Narasi arus utama tentang konvergensi AI dan kripto juga semakin jelas. Menurut laporan media, tren kripto AI di bulan Mei bukan sekadar hype—AI kini terintegrasi secara mendalam dengan trading kripto, otomatisasi DeFi, identitas blockchain, pasar data, dan infrastruktur privasi. Ketika modal mulai mendukung infrastruktur dan produk tertentu, biasanya menandakan tren tersebut beralih dari "uji coba" ke "medan utama."
Kesimpulan
Berdasarkan analisis di atas, per 6 Mei 2026, terdapat tiga tren jelas yang membentuk aliran modal di pasar kripto:
Pertama, nilai fundamental sektor pasar prediksi sedang dievaluasi ulang oleh institusi keuangan tradisional dan firma modal ventura terkemuka. Dengan meningkatnya ekspektasi peluncuran token Polymarket, sangat mungkin tokenomik-nya akan aktif dalam satu tahun ke depan.
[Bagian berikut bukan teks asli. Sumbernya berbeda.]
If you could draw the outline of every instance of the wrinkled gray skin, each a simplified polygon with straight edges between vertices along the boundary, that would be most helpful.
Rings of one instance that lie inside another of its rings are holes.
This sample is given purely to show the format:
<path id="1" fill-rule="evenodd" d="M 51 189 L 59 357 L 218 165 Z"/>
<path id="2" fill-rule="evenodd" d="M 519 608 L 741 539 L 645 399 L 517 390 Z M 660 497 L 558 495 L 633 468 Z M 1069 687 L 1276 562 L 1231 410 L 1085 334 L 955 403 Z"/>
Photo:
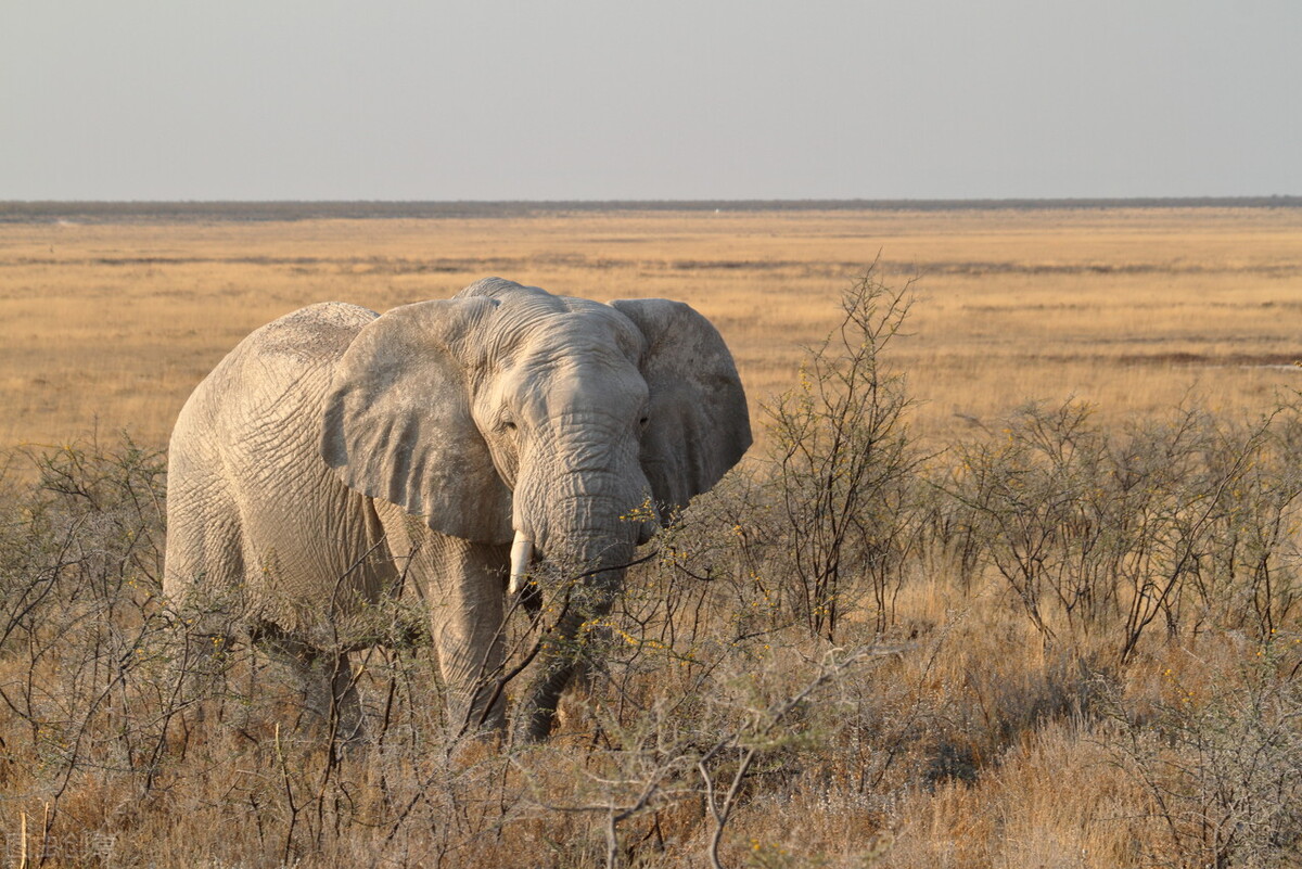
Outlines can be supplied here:
<path id="1" fill-rule="evenodd" d="M 181 411 L 164 591 L 214 635 L 237 624 L 329 679 L 344 738 L 361 713 L 340 650 L 385 639 L 368 622 L 385 597 L 421 600 L 453 727 L 500 730 L 516 541 L 587 572 L 518 701 L 540 739 L 575 667 L 566 640 L 654 531 L 644 505 L 685 505 L 749 445 L 732 356 L 678 302 L 486 278 L 384 315 L 314 304 L 245 338 Z M 553 611 L 566 597 L 542 593 Z"/>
Kedua, modal global berfrekuensi tinggi kini terfokus pada proyek dengan model bisnis berkelanjutan. Persimpangan infrastruktur AI dan kripto, ekosistem stablecoin, serta tokenisasi RWA (aset dunia nyata) menjadi aliran modal paling pasti di tahun 2026.
Ketiga, modal pasar sekunder kembali ke narasi Agen AI. Namun, peserta perlu berhati-hati terhadap diferensiasi proyek—proyek dengan kemampuan nyata dalam pengembangan produk memiliki peluang terbaik untuk bertahan menghadapi siklus pasar.